When lookup returns None, the next layer in priority order is tried. If all registered layers return None, the built-in pipeline continues as normal.

Example

from thaiphon import register_lexicon
from thaiphon.model.word import PhonologicalWord

VOCAB: dict[str, PhonologicalWord] = {
    "กรุงเทพ": PhonologicalWord(...),
}

register_lexicon(lambda w: VOCAB.get(w), name="my-site")

unregister_lexicon

from thaiphon import unregister_lexicon
def unregister_lexicon(name: str) -> bool:

Remove a previously-registered lexicon by name.

Parameters

Parameter Type Description
name str The name passed to register_lexicon when the layer was registered.

Returns

True if a lexicon with that name was found and removed. False if no lexicon with that name was registered.

Raises

Nothing. Unregistering a name that was never registered is not an error.

Example

from thaiphon import unregister_lexicon

removed = unregister_lexicon("my-site")
print(removed)   # True if the layer existed, False otherwise

registered_lexicons

from thaiphon import registered_lexicons
def registered_lexicons() -> tuple[str, ...]:

Return the names of all currently-registered override lexicons, in resolution order.

Returns

A tuple[str, ...] of layer names, sorted from highest priority to lowest. Layers with equal priority appear in the order they were registered.

An empty tuple is returned when no override lexicons are registered.

Example

from thaiphon import register_lexicon, registered_lexicons

register_lexicon(lambda w: None, name="base",    priority=0)
register_lexicon(lambda w: None, name="premium", priority=10)

print(registered_lexicons())
# ('premium', 'base')

LookupCallable type alias

from thaiphon.overrides import LookupCallable
LookupCallable = Callable[[str], PhonologicalWord | None]
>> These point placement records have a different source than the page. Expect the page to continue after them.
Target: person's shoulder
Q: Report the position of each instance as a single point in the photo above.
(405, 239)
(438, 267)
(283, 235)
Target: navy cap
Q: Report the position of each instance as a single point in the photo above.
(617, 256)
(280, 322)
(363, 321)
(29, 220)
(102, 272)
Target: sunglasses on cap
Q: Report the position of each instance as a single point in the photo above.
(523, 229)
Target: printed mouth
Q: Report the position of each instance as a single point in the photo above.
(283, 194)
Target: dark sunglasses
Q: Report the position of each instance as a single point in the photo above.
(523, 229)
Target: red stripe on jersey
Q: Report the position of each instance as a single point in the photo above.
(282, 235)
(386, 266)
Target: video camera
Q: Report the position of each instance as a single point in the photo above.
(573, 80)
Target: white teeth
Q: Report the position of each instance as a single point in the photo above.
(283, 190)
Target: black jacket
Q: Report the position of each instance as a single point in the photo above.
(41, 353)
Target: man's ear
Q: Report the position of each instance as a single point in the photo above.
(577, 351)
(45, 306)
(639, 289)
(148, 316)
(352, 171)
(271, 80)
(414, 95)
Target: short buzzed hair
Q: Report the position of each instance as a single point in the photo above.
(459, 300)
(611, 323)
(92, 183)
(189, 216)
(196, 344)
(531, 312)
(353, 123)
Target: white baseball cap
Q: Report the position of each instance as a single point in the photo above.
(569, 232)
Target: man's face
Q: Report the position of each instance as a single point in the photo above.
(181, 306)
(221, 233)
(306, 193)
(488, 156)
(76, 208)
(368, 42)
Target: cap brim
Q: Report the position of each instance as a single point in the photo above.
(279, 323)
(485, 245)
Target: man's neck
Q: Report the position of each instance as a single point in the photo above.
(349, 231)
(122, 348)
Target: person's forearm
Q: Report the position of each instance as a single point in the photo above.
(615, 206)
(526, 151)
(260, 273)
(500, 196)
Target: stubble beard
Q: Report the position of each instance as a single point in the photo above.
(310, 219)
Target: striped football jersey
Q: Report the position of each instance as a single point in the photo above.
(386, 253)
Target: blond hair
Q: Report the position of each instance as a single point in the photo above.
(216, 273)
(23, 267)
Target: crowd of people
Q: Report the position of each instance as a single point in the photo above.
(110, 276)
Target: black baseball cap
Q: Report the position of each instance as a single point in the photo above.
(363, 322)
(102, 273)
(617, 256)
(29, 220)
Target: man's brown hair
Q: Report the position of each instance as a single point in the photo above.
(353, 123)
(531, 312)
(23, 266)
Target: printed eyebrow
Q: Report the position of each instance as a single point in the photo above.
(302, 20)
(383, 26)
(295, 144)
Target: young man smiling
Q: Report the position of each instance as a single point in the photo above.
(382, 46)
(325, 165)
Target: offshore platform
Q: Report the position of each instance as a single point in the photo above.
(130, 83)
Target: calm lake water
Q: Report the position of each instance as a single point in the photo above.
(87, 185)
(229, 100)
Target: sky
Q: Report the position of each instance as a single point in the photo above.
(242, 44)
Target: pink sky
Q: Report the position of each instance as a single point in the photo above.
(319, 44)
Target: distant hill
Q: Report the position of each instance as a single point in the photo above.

The type of the callable accepted by register_lexicon. Exposed for use in type annotations:

from thaiphon.overrides import LookupCallable
from thaiphon.model.word import PhonologicalWord

def make_lookup(vocab: dict[str, PhonologicalWord]) -> LookupCallable:
    return vocab.get

Source tagging

When an override lookup returns a result, thaiphon sets source='override:<name>' on both:

  • AnalysisResult.source — visible in the return value of analyze().
  • PhonologicalWord.source — carried on the word itself.
from thaiphon import analyze, register_lexicon
from thaiphon.model.word import PhonologicalWord

# ... register a lexicon named "my-site" with an entry for กรุงเทพ ...

result = analyze("กรุงเทพ")
print(result.source)        # 'override:my-site'
print(result.best.source)   # 'override:my-site'

For words served by the normal pipeline, source is 'lexicon', 'derivation', or 'derivation+lexicon'. See Types — AnalysisResult for the full list.